Teammate Norris meanwhile puts up a strong defence against the Red Bull of Sergio Perez, holding up the Mexican for several laps before finally passing the McLaren on lap 43 using the straight line advantage of the RB19.

McLaren and Haas battled hard for P8 in the final stages of the race. A late move on lap 50 saw Norris complain of a late defensive move by Hulkenberg.

It was all over two laps later, with Norris pulling off a great move to put the team in a position to lift themselves off the bottom of the Constructors Championship.

Alonso vs Hamilton

With Verstappen cruising in the lead, the battle at the front was for second place. Alonso remained behind Hamilton, with a game of chess in play. Alonso pushed Hamilton on every few laps, hoping that the Mercedes would eat its tyres. However, if the Aston Martin stopped again, he would lose up to five places.

The result of Hamilton having to nurse and manage his tyres was Sainz and Gasly moving to within striking distance of Alonso and Hamilton. The top five were covered by just four seconds as the leaders started lap 40, as the drivers prepared to push in the closing stages.

With just ten laps to go, Alonso began to push, setting purple sectors forcing Hamilton to respond. The gap remained at 1.6 seconds, before beginning to extend his lead before the Aston Martin began to push again.

Third standing start chaos

Kevin Magnussen hits the barrier at turn two, the tyre parting company with the rim. The Safety Car comes out, with the top three all opting not to pit. Further down the order, Piastri comes in and fits softs as does Tsunoda, and Zhou Zhou Guanyu.

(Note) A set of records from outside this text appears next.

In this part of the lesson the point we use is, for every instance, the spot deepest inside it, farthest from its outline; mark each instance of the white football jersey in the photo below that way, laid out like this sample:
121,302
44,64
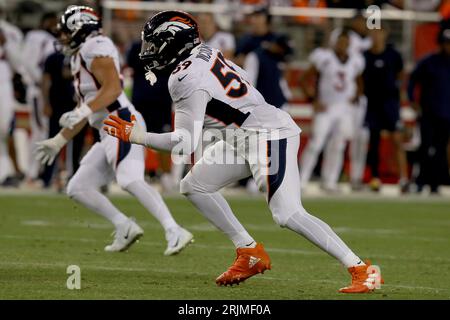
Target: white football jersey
85,83
337,79
235,102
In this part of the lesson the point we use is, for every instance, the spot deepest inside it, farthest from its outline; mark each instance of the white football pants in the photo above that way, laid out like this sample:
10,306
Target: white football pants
277,176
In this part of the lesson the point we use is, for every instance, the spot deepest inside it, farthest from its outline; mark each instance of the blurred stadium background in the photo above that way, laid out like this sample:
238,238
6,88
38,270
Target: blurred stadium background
42,232
413,26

The race is then red-flagged due to the remains of the chaos the track, setting up a thrilling two-lap sprint with anyone who had saved a set of softs set to benefit. Verstappen and Alonso were perplexed by the decision as the cars made their way to the pits.

As the cars took to the grid for the final standing start, Hamilton and Verstappen found themselves once again on the front row, with a race win on the line.  It evoked memories of Abu Dhabi 2021, made more ironic by the presence of Michael Masi in the paddock this weekend.

As the lights went out, the top two got away, but chaos ensues behind. The Alpines took each other out at turn one as Gasly locks up, and Sainz tags Alonso, sending the Aston Martin spinning out of P3. McLaren and Haas are the main beneficiaries, Hulkenberg in P4, with Norris P6 and Australian home hero Piastri P7.

The final restart: of sorts

How the race should be restarted proved equal chaos. As the cars had not completed a full sector, a debate raged over whether the positions taken by the grid before the third restart applied, or if the classification after the accident applied.

The decision was made to have a rolling restart, the grid order taken from one lap previously, minus the Alpines which crashed. The cars were then placed in the right order. Haas and Alfa Romeo proved to be the biggest losers, with points positions slipping through their fingers as a result of the decision.

The Safety Car led the cars around, before pulling off into the pits. Max Verstappen took the chequered flag to win the Australian Grand Prix ahead of Hamilton and Alonso, now back into P3. With the Alpine’s out, Piastri takes his first points of the year at his home race.

Ferrari’s dismal day concluded with a five second penalty for Carlos Sainz. The field almost pushed the Spaniard across the line, resulting in Sainz dropping out of the points.

After taking the chequered flag, Hulkenberg retired, bringing out the final red flag of the day.